Mosaic Down syndrome is another familiar example. In standard Down syndrome, every cell has three copies of chromosome 21 instead of two. In the mosaic form, only some cells carry the extra chromosome. The percentage varies from person to person, and individuals with a lower proportion of affected cells often, though not always, have milder features.
How Common Is Mosaicism?
Far more common than most people think. Studies of human embryos created through IVF have found that roughly 10 to 30% of blastocysts (the early-stage embryos tested before transfer) show some degree of chromosomal mosaicism. In one large study of over 4,000 blastocysts, about 14% were classified as mosaic. At the cleavage stage (even earlier in development), the rate may be as high as 90%. Many of these mosaic embryos self-correct as they develop, which is why mosaicism at birth is much less common than mosaicism in the earliest days of embryonic life.
Beyond chromosomal mosaicism, postzygotic mutations at the single-gene level are universal. Every person alive carries some degree of genetic mosaicism simply from the normal accumulation of copying errors during cell division. Most of these changes land in stretches of DNA that do nothing important and go completely unnoticed.
Why Mosaicism Is Hard to Detect
Standard genetic testing typically uses a blood sample. If the mosaic mutation exists only in skin, bone, or brain tissue but not in blood cells, a blood test will miss it entirely. This is one reason mosaicism is underdiagnosed. To confirm a suspected mosaic condition, doctors often need a biopsy of the affected tissue itself. Even then, the mutant cells may make up as little as 1% of the sample, pushing detection to the limits of current technology.
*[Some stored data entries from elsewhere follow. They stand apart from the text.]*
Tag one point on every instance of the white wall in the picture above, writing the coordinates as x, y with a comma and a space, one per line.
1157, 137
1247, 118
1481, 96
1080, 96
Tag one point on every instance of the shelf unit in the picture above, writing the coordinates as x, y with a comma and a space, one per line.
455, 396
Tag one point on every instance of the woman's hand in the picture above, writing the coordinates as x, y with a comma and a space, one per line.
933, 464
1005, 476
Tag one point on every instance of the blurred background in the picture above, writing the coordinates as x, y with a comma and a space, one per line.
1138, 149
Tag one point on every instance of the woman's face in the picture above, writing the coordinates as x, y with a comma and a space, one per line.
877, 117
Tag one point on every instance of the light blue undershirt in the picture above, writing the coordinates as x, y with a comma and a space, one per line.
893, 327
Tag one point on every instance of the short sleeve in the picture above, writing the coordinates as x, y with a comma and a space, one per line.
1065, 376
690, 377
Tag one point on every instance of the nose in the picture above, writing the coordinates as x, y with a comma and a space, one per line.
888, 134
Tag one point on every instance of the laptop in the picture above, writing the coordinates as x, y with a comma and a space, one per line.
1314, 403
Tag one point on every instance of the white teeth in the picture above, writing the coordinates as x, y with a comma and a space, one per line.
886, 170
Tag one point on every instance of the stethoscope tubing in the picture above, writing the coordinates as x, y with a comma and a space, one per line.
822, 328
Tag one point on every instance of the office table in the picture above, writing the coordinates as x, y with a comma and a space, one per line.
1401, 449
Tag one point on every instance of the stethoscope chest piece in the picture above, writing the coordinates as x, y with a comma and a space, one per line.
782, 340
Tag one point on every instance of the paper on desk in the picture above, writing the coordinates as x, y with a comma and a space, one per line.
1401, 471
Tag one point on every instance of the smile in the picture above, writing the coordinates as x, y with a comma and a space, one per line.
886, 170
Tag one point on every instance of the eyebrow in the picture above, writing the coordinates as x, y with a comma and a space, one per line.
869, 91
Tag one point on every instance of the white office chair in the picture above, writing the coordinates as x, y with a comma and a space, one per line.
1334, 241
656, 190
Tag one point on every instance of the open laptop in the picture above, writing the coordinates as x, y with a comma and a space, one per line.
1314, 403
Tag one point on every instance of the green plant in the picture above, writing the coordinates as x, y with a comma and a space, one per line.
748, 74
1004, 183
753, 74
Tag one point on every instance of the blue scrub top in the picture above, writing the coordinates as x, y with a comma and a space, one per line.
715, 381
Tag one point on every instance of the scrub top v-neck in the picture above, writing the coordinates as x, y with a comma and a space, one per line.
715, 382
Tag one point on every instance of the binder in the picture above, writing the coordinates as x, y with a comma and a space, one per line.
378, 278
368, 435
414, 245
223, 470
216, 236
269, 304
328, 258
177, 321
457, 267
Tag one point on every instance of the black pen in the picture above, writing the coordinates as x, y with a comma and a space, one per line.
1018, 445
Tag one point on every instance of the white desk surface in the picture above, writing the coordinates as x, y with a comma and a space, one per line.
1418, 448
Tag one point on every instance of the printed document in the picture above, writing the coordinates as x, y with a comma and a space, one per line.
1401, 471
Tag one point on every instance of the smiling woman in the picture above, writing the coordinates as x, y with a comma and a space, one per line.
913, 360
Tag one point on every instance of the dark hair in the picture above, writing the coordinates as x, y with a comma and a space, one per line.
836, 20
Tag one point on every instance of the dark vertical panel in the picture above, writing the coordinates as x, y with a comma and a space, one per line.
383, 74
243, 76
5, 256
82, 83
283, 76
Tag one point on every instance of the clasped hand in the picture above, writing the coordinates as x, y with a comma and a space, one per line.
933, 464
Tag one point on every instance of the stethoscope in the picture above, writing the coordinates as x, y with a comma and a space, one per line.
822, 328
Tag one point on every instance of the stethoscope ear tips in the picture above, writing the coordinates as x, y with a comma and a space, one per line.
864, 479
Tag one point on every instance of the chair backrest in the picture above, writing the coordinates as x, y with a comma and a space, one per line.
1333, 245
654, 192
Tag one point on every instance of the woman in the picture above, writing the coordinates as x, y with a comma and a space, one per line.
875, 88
Older sequencing methods (called Sanger sequencing) could only reliably detect mutations present in a fairly large fraction of cells. Newer deep-sequencing techniques read the same stretch of DNA hundreds of times over, with some studies achieving around 800 reads per position. This dramatically improves the ability to spot rare mosaic variants hiding in a small minority of cells. Researchers are also exploring liquid biopsy, which analyzes fragments of DNA circulating in the blood that were shed by tissues throughout the body, as a less invasive way to detect mosaicism without surgically sampling affected tissue.
What the Percentage of Affected Cells Means
The proportion of cells carrying the genetic change heavily influences whether a person has symptoms and how severe those symptoms are. In the context of embryo testing during IVF, embryos with less than 50% abnormal cells have clinical outcomes similar to completely normal embryos. Once the abnormal fraction climbs above 50%, implantation rates drop significantly, from around 55% to about 24%. Embryos with more than 80% abnormal cells are generally classified as aneuploid (chromosomally abnormal) rather than mosaic.
Outside of IVF, the same principle applies broadly. A person with 10% of skin cells carrying a pigmentation mutation might have a small birthmark. Someone with 60% might have large, visible skin changes across much of the body. The location matters too. Mosaicism concentrated in the brain can cause seizures or developmental differences, while the same mutation confined to a patch of skin might cause nothing more than a cosmetic difference.